O maçı Orhan kaybetmişti, ben kazanmıştım. Orhan’la aynı takımdaydık, maçı kaybetmiştik ama ben kazanmıştım. Biraz karışık ve anlaşılmaz oldu belki ama durum bundan ibaretti. Orhan beni dinlemedi, hiçbirimizi dinlemedi, hepimiz kaybettik ama ben en azından kendi iç dünyamda kazanmıştım.
O günlerde diyeceğim, sözü yine o günlerde, bizim zamanımızda, bizim gençliğimizde diye başlayan ve tekrar etmekten zevk aldığımız o nostalji takıntısına getirmiş gibi olacağım. Neylersin ki o günlerde iki taşı karşılıklı koyup kale yaptığımız boş arsalar, taneciklerin çoraplarımızın içine girip parmak aralarımıza kadar sızdığı kum sahalar vardı. Hayır, amacım o günlerde olup da bu günlerde olmayanları anlatmak da değil ama yine neylersin ki bizim için ciddi haysiyet meselesi olan mahalle maçlarımız vardı. Öyle bir maçtı işte Orhan’ın kaybettiği, hepimizin başı önde ayrıldığı ama benim kazandığım.
Bazen işler ters gider. Çoğunlukla müdahale edemediğimiz durumlarla mücadele etmek zorunda kalırız. Bir yere yetişmek üzere aceleyle yola çıkarsın, sanki seni bekliyormuş gibi trafik tam o anda sıkışır, arabanın lastiği patlar, yarı yola geldiğinde cüzdanını kimliğini evde unuttuğunu anlarsın, geç kalman için bütün nedenler arka arkaya dizilir. Hepsi bir yana bu hayatın çok kesin bir gerçekliği vardır; zamanında beklemeye başladığın tren ya gecikir ya da sen istasyona girdiğin sırada vaktinden önce geçip gitmiştir. Yine de elinden geleni yapmışsındır. O gün işe on dakika geç kalacağın için vicdanın rahatsızdır ama kaybeden sen değil, zamanlamayı bir türlü tutturamadığından onlarca insanı geride bırakan adamdır.

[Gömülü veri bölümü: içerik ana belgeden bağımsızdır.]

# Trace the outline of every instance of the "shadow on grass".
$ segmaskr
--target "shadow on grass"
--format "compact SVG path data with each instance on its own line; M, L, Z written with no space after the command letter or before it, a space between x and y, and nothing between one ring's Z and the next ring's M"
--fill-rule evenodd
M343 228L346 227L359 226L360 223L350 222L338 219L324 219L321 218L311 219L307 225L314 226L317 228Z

O içerdedir, sen dışarıda.
Bazen de oyunun içinde olduğun halde çabaların sonucu değiştirmeye yetmez. Kaybedeceğini bildiği bir oyunu oynamak kaybetmekten daha ağır gelir insana. Çok daha ağırı, biri ya da birkaçının yanlış yaptığını bildiğin halde onlarla aynı takımda oynamaktır. Neylersin ki ve yine neylersin ki her zaman burunun dikine giden ve ayarı bozan birileri vardır. Uyarıların fayda etmez, sözlerine kulak asmaz…
O günlerden biriydi, o eski günlerden bir gün. Sicim gibi yağan yağmurun altında ciğerlerimizi patlatırcasına koşuyorduk. Her biri birbirinden ince, paslar atıyordum. Topu Orhan alıyordu, ya iki üç kişinin arasına girip kaybediyor ya da dağlara taşlara vuruyordu. Top ona geldiğindeyse hep beraber bağırıyorduk, “Orhan pas!…” dinlemiyordu. Orhan bencilce oynuyordu. Orhan kendisi için oynuyordu. Bütün takım kızgındı. Bağırıp çağıranlar oldu. Pas vermeyi bıraktılar. Arka arkaya goller yedik, takım oyundan koptu. Orhan’sa yine aynı Orhandı. O an karar verdim kendi kendime. Her ne olursa olsun, kim bırakırsa bıraksın ben bırakmayacaktım. Benim görevim topu Orhan’a atmaktı. Yağmur iç çamaşırıma kadar işlemişti. Islak formanın içinde terlediğimden üzerimden buharlar tütüyordu, yorgundum, yorulmuştum, nefes nefese kalmıştım, gücüm tükenmek üzereydi ama koşacaktım. Top kapmak için var gücümle çalışacak, kazandığım topu Orhan’a atacaktım. Son ana son saniyeye kadar düşündüğüm gibi yaptım. O ise üzerine düşeni değil canının istediğini yaptı. Maç bitti. Hep beraber kaybettik. Vicdanımı yokladım. Ben o maçı kazanmıştım.